Penny: Dude. Last night, Billy and I had the Best. Sex. Ever.

Me: Hi. Good morning. How are you? Oh, fine, thanks, how are you?

Penny: Dude. You’re not listening. Best. Sex. Ever.

Me: I’m listening. There are just some social niceties that one cannot ignore or the entire fabric of our society will collapse into anarchy, and we’ll be ruled by Emo teenagers wearing Nina Simone tee shirts.

Penny: Who’s Nina Simone?

Me: Someone Emo teenagers don’t listen to either. But they SHOULD.

Penny: What?

Me: Exactly.

Penny: Dude! You’re not flippin’ listening to me! Best sex!! Ever!

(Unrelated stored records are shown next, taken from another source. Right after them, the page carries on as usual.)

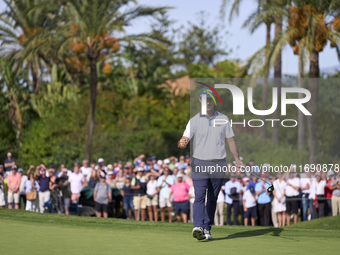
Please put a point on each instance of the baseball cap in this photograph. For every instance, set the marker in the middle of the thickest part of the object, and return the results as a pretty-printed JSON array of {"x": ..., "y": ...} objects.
[
  {"x": 182, "y": 166},
  {"x": 204, "y": 92}
]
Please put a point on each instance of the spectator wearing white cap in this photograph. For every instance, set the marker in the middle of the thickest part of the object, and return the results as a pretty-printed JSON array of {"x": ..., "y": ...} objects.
[
  {"x": 138, "y": 185},
  {"x": 9, "y": 162},
  {"x": 164, "y": 184},
  {"x": 180, "y": 190},
  {"x": 86, "y": 170},
  {"x": 101, "y": 165},
  {"x": 152, "y": 196},
  {"x": 102, "y": 197}
]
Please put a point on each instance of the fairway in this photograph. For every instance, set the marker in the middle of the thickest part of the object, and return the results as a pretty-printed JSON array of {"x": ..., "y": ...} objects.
[{"x": 33, "y": 233}]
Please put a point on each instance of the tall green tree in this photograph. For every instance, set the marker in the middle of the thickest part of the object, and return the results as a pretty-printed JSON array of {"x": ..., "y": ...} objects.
[
  {"x": 263, "y": 14},
  {"x": 19, "y": 23},
  {"x": 311, "y": 24},
  {"x": 93, "y": 28}
]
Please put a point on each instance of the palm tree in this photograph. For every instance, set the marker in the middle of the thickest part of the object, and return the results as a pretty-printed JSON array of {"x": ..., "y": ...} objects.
[
  {"x": 89, "y": 37},
  {"x": 19, "y": 23},
  {"x": 263, "y": 14},
  {"x": 311, "y": 24},
  {"x": 15, "y": 92}
]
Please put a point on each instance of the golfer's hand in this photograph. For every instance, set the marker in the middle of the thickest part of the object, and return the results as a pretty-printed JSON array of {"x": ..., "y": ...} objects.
[
  {"x": 182, "y": 143},
  {"x": 239, "y": 162}
]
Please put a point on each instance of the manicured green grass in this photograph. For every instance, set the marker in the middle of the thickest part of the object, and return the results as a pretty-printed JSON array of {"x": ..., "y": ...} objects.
[{"x": 33, "y": 233}]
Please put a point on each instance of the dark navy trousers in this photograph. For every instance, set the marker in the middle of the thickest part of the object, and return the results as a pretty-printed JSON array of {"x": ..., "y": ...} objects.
[{"x": 206, "y": 183}]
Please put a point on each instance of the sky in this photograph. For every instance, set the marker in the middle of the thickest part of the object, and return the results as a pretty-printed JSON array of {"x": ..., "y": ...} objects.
[{"x": 241, "y": 41}]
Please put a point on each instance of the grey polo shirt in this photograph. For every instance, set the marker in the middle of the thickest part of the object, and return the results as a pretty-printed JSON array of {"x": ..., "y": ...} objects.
[{"x": 209, "y": 140}]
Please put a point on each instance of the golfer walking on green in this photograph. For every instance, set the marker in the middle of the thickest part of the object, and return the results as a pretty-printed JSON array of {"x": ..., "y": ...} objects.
[{"x": 209, "y": 133}]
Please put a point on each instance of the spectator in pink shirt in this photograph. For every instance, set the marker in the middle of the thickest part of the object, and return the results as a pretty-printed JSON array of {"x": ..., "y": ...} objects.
[
  {"x": 180, "y": 192},
  {"x": 77, "y": 181},
  {"x": 13, "y": 183}
]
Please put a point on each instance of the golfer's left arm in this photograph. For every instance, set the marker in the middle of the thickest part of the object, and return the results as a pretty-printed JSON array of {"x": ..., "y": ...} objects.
[{"x": 234, "y": 150}]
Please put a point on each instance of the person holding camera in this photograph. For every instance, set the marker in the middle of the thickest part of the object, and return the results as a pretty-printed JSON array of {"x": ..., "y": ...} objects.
[{"x": 232, "y": 190}]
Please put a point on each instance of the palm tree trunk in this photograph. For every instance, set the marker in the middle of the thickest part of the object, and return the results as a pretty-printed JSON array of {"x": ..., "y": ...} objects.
[
  {"x": 277, "y": 83},
  {"x": 301, "y": 116},
  {"x": 314, "y": 73},
  {"x": 36, "y": 80},
  {"x": 93, "y": 94},
  {"x": 265, "y": 88}
]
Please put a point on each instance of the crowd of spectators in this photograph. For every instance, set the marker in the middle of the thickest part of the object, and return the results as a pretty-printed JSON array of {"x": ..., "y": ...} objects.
[{"x": 148, "y": 187}]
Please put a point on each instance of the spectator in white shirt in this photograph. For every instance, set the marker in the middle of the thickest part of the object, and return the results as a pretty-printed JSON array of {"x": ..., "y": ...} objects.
[
  {"x": 76, "y": 180},
  {"x": 232, "y": 190},
  {"x": 306, "y": 201},
  {"x": 292, "y": 197},
  {"x": 320, "y": 199}
]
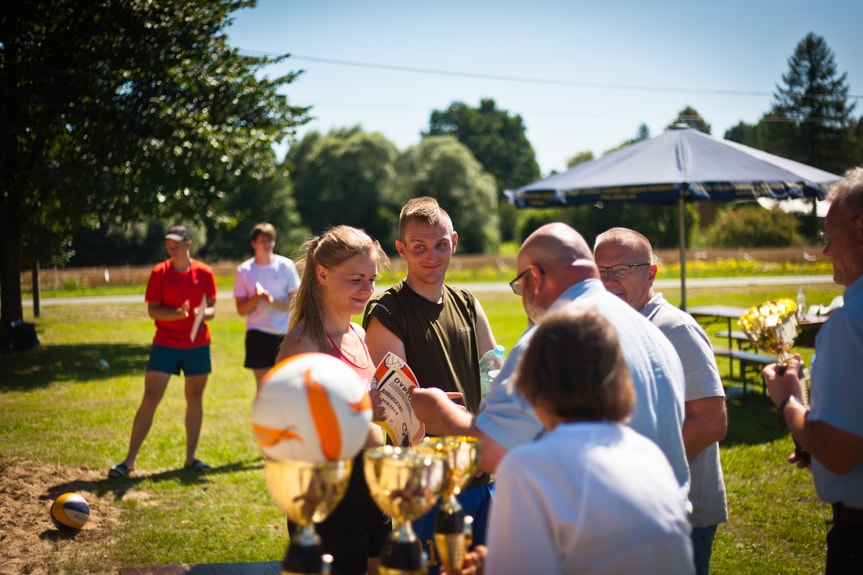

Me: I hear a blog post coming on.

Penny: Ohmygosh. Ohmygosh. Oh. Ohmygosh.

Me: Yeah, see, if you said that to me during sex, I’d be kind of underwhelmed.

Penny: Shut up.

Me: I hope this story gets better.

Penny: We tried about 15 new positions in one night. When you’ve been married for flippin’ ever, that’s a LOT.

Me: Ok, I was lying before. Now I’m listening.

Penny: It was unbelievable.

Me: What did you do? Get a Cosmo and take notes or something?

Penny: No! Dude!

Me: Have you been watching Cinemax again? I told you some of that shit is dangerous.

Penny: No! DUDE!

Me: Oh, no. Tell me you weren’t watching True Blood before bed. You’re not a vampire, honey. You can’t bend like that.

Penny: Shut up! I downloaded some free sex apps on my iPhone! Did you know there was such a thing? I mean, seriously, sex positions. There’s an app for that!

Me (almost shooting coffee through my nose): “There’s an app for that.” Awesome. Yes. I did know that, but hearing you say it has me picturing you studying and taking notes before bed.

Penny (proudly): Oh, no, dude. I took the phone with me to bed, and we held it up and followed the instructions.

Me: Ok, that’s a fucked up visual.

Penny: It was freaking awesome! We had to read the instructions for each one and then follow the diagrams; some of that stuff is complicated!

Me (biting lip to not laugh): Uh huh. And how did that work out for you?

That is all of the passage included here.